Kurdish Language Processing Toolkit tokenizer
The Kurdish Language Processing Toolkit (KLPT) is a Python-based NLP solution tailored for the Kurdish language (Ahmadi 2020). It has multiple modules for different NLP tasks like preprocessing, stemming, and transliteration. A pivotal component of KLPT is its tokenization module, referred to henceforth as the KLPT tokenizer. This module, rooted in the research of (Ahmadi 2020), is distinguished by its design, which encompasses nearly all the linguistic features of the Kurdish language that I will be explaining and showcasing in future posts.
Natural Language Toolkit Tokenizer
The Natural Language Toolkit (NLTK) is a comprehensive Python-based NLP library. Initially released in 2001, NLTK offers a suite of tools for linguistic data manipulation, including functionalities for classification, tokenization, stemming, tagging, parsing, and semantic reasoning (Bird et al. 2009). Within NLTK, the wordtokenize function has become, through the years, the de-facto tokenization method in NLP for HRLs like English. The NLTK word_tokenize tokenizer leverages the Punkt tokenizer models (Kiss et al. 2006), which uses unsupervised machine learning techniques to tokenize sentences across many languages.
Unigram tokenizer
In contrast to the previous tokenization method, the Unigram model is a data-driven subword segmentation technique introduced in the context of neural machine translation (Kudo 2018).
The Unigram tokenization model works by iteratively attempting to maximize the likelihood of the training data being segmented into subwords. The model starts with a large vocabulary of potential subwords and, during training, probabilistically removes less likely subwords. The result is a flexible and adaptable subword segmentation that can effectively handle morphological-rich languages and out-of-vocabulary terms.
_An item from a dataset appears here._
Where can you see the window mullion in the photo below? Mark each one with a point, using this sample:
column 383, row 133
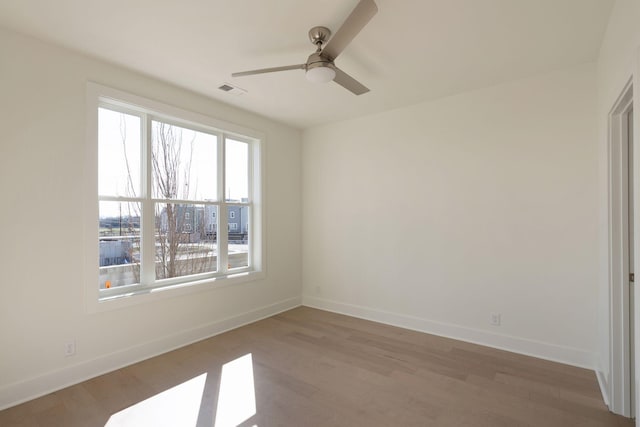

Byte-Pair Encoding tokenizer
Byte Pair Encoding (BPE) is a subword tokenization method originally introduced for data compression. However, the authors of (Sennrich et al. 2016) adapted it for neural machine translation to address the issue of out-of-vocabulary words. BPE merges frequent pairs of characters iteratively in the training data, resulting in a fixed-size vocabulary of variable-length symbols that can represent any word in the dataset. This technique has been especially useful in languages with rich morphology or for tasks where a large vocabulary is impractical.
WordPiece tokenizer
Similar to the two previous tokenizers, the WordPiece tokenization model is a subword segmentation method originally developed to address challenges in machine translation (Schuster et al. 2012). The model operates by iteratively splitting words into smaller units based on frequency counts. Starting from individual characters, the model gradually combines pairs of units, prioritizing those that appear most frequently in the dataset. The process continues until a predefined vocabulary size is reached. This method allows for efficient handling of out-of-vocabulary words and is particularly adept at managing morphologically complex languages, providing a foundation for several subsequent state-of-the-art models in NLP.